Management's Discussion and Analysis of Financial Condition and Results of Operations.

Overview and Executive Summary
 
Our operations can be broadly classified into two principal segments:  Forward Air, Inc. (“Forward Air”) and Forward Air Solutions, Inc. (“FASI”).  
 
Through our Forward Air segment, we are a leading provider of time-definite surface transportation and related logistics services to the North American expedited ground freight market. We offer our customers local pick-up and delivery (Forward Air Complete™) and scheduled surface transportation of cargo as a cost-effective, reliable alternative to air transportation. We transport cargo that must be delivered at a specific time, but is less time-sensitive than traditional air freight. This type of cargo is frequently referred to in the transportation industry as deferred air freight. We operate our Forward Air segment through a network of terminals located on or near airports in 85 cities in the United States and Canada, including a central sorting facility in Columbus, Ohio and 12 regional hubs serving key markets.  We also offer our customers an array of logistics and other services including: expedited truckload brokerage (“TLX”); dedicated fleets; warehousing; customs brokerage; and shipment consolidation, deconsolidation and handling.

FASI provides pool distribution services throughout the Mid-Atlantic, Southeast, Midwest and Southwest continental United States.  Pool distribution involves managing high-frequency handling and distribution of time-sensitive product to numerous destinations in specific geographic regions.  Our primary customers for this service are regional and nationwide distributors and retailers, such as mall, strip mall and outlet based retail chains. We service these customers through a network of terminals and service centers located in 20 cities.
 
Our operations, particularly our network of hubs and terminals, represent substantial fixed costs. Consequently, our ability to increase our earnings depends in significant part on our ability to increase the amount of freight and the revenue per pound for the freight shipped through our networks and to grow other lines of businesses, such as TLX, which will allow us to maintain revenue growth in challenging shipping environments.

Trends and Developments

Results from Operations
 
During the three months ended March 31, 2012, we experienced a 14.1% increase in our consolidated revenues compared to the three months ended March 31, 2011.  The increase in revenue is attributable to a 12.5% and 26.3% revenue increase in our Forward Air and FASI segments, respectively, during the three months ended March 31, 2012 as compared to the three months ended March 31, 2011.  Forward Air revenue increases were driven by increased shipping volumes, net fuel surcharge and a general rate increase initiated in June 2011.  These revenue increases also drove the improvement in our income from operations.

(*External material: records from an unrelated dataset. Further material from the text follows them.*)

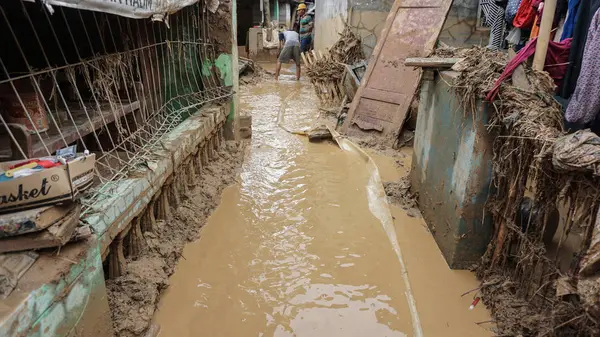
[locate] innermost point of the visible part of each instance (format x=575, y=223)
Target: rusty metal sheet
x=385, y=94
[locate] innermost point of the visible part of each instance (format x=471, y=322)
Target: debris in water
x=319, y=133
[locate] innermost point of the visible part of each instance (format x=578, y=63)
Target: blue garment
x=306, y=43
x=571, y=19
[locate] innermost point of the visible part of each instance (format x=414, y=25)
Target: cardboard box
x=57, y=235
x=33, y=220
x=49, y=187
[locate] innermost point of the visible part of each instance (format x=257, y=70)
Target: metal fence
x=111, y=85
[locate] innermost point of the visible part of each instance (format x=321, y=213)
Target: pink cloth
x=557, y=59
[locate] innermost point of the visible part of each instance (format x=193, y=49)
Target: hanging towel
x=570, y=21
x=511, y=10
x=525, y=15
x=494, y=18
x=585, y=103
x=586, y=11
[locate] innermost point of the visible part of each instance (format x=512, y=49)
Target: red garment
x=557, y=59
x=525, y=15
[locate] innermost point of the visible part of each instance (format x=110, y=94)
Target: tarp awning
x=136, y=9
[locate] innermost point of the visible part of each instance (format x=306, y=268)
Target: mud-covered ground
x=133, y=297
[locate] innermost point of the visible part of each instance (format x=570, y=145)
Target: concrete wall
x=452, y=171
x=367, y=17
x=330, y=16
x=460, y=28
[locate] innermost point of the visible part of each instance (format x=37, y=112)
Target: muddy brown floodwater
x=296, y=247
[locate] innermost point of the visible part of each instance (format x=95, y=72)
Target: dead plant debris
x=519, y=277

FASI revenue increased 26.3% for the three months ended March 31, 2012, compared to the same period in 2011.  The FASI revenue increase was primarily the result of new business wins.  The notable increase in revenue drove the $0.4 million, or 40.0%, improvement in FASI’s loss from operations during the three months ended March 31, 2012, compared to the three months ended March 31, 2011.  However, the improvement in FASI operations due to the higher revenue volumes were partially offset by certain costs incurred for the implementation of strategic initiatives and increased cargo and vehicle claim costs.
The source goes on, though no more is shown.